Correspondence to: Mr P. W. Stather, Vascular Surgery Group, Department of Cardiovascular Sciences, University of Leicester, Leicester LE2 7LX, UK (e-mail: email@example.com)
Any possible long-term benefit from endovascular (EVAR) versus open surgical repair for abdominal aortic aneurysm (AAA) remains unproven. Long-term data from the Open Versus Endovascular Repair (OVER) trial add to the debate regarding long-term all-cause and aneurysm-related mortality. The aim of this study was to investigate 30-day and long-term mortality, reintervention, rupture and morbidity after EVAR and open repair for AAA in a systematic review.
Standard PRISMA guidelines were followed. Random-effects Mantel–Haenszel meta-analysis was performed to evaluate mortality and morbidity outcomes.

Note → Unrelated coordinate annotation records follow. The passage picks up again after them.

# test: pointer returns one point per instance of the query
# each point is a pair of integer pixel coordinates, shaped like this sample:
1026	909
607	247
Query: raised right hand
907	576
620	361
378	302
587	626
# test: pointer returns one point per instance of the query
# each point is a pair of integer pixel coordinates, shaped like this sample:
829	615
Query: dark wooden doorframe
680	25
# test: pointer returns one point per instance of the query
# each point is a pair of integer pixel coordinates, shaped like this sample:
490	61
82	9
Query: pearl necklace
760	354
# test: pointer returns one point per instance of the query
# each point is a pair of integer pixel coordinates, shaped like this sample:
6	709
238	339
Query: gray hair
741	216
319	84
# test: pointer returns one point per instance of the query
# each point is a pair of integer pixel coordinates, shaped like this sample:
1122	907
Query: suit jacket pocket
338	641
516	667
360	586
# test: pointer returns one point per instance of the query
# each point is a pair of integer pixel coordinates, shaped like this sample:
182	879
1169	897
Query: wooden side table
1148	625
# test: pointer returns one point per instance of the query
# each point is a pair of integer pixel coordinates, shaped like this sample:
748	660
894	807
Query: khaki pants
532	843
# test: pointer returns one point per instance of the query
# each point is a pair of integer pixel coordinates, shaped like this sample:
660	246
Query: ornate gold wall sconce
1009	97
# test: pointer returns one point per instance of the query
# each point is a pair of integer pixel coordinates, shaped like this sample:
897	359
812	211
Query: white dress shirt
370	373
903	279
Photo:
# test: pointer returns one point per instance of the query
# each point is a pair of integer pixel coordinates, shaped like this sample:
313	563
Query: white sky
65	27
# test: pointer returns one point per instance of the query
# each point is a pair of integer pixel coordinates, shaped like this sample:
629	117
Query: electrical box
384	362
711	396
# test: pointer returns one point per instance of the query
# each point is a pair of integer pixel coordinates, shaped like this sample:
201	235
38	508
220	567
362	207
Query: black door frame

The existing published randomized trials, together with information from Medicare and SwedVasc databases, were included in a meta-analysis. This included 25 078 patients undergoing EVAR and 27 142 undergoing open repair for AAA. Patients who had EVAR had a significantly lower 30-day or in-hospital mortality rate (1·3 per cent versus 4·7 per cent for open repair; odds ratio (OR) 0·36, 95 per cent confidence interval 0·21 to 0·61; P < 0·001). By 2-year follow-up there was no difference in all-cause mortality (14·3 versus 15·2 per cent; OR 0·87, 0·72 to 1·06; P = 0·17), which was maintained after at least 4 years of follow-up (34·7 versus 33·8 per cent; OR 1·11, 0·91 to 1·35; P = 0·30). There was no significant difference in aneurysm-related mortality by 2 years or longer follow-up. A significantly higher proportion of patients undergoing EVAR required reintervention (P = 0·003) and suffered aneurysm rupture (P < 0·001).
There is no long-term survival benefit for patients who have EVAR compared with open repair for AAA. There are also significantly higher risks of reintervention and aneurysm rupture after EVAR.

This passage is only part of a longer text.